I have been doing alot of reading about expat women, and expat blogs in general. And spent alot of my time this morning reading other expat experiences and tips for others walking this same path, and embarking on their own "Great Adventure".
I'd never really thought how important this subject was, until I too, left all behind and began the sometimes exhausting task of rebuilding in a place totally unknown to me and my family. I see now, how wonderful it is to be in contact with others going through the same emotions and experiences as I am. Sometimes sitting here, feelings of isolation and even self-pity threaten to overwhelm me, but knowing that there are others out there (even on the other side of the world) who understand my feelings, just seems to help. And reading their stories encourage me, that things will get better, and this stage is only a temporary one!

Of course, my faith has also provided me with a safe haven.
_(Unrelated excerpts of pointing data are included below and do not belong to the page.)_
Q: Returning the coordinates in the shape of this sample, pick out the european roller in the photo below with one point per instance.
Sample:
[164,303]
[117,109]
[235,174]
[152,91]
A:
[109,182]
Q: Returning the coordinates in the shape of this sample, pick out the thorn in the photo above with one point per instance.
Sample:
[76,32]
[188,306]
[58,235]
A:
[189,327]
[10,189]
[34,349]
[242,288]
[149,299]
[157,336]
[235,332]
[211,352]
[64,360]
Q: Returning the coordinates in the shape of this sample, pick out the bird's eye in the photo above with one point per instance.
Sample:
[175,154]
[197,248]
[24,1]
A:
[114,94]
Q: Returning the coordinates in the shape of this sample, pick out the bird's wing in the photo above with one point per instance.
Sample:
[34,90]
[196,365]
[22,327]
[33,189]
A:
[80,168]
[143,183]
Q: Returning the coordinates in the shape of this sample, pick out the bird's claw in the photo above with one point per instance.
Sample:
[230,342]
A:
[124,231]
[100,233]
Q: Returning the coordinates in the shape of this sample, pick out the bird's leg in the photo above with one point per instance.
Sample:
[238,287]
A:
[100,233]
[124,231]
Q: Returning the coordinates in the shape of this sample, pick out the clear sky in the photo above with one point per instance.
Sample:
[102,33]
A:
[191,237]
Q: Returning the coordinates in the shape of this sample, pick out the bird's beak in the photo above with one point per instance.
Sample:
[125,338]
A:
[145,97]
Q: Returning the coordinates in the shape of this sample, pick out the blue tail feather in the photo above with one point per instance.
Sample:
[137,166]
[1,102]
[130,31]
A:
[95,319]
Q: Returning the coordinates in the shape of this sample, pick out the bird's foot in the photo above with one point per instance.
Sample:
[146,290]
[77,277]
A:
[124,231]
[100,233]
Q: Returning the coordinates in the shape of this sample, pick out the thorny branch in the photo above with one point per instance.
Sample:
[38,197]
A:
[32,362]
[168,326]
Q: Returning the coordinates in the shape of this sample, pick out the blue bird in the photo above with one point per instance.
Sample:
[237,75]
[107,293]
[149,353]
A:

I can vividly recall our (exhausting) 30 hour trip over here in March. And stepping out into the Dubai airport, at midnight, and wandering around looking for a place to let the kids rest for the next 8 hours. At one point I just slumped down on a step in the airport, looked around me at all the foreign faces, cultures and languages, and just felt overwhelmed. Thoughts of doubt started to bombard ....What have we done?.........We are so far away from home.........Have we made a terrible mistake?........... I just wanna go home..............WHAT ON EARTH ARE WE DOING HERE?

And then God spoke.

I just felt his presence there with me, amongst all the chaos and confusion, amongst all the doubt and fear. He simply told me he was there. Right there, with us. And the comfort I felt at hearing that, was amazing. It gave me the courage to carry on, get back on my feet, and know and understand that no matter where on this earth I go, He is right there with me.

I have drawn on that experience alot since moving here. And I know that I needed to go through that, to get me through the months ahead. It is never easy to sell almost everything you own, leave everything you know, everyone you love, and go somewhere totally new and foreign. Where you know no-one, and have no idea what you are in for. But I DO know, that it will get better, and roots will be put down. And friendships made.

In the meantime, I will keep writing down my emotions and experiences. Sharing with anyone willing to read them. I'll make the most of every situation, and enjoy every place I visit. After all, as my hubby and I often remind each other, how many people do we know who would love to be in our shoes right now. It's an opportunity we have been given, and we are determined to make the best of it!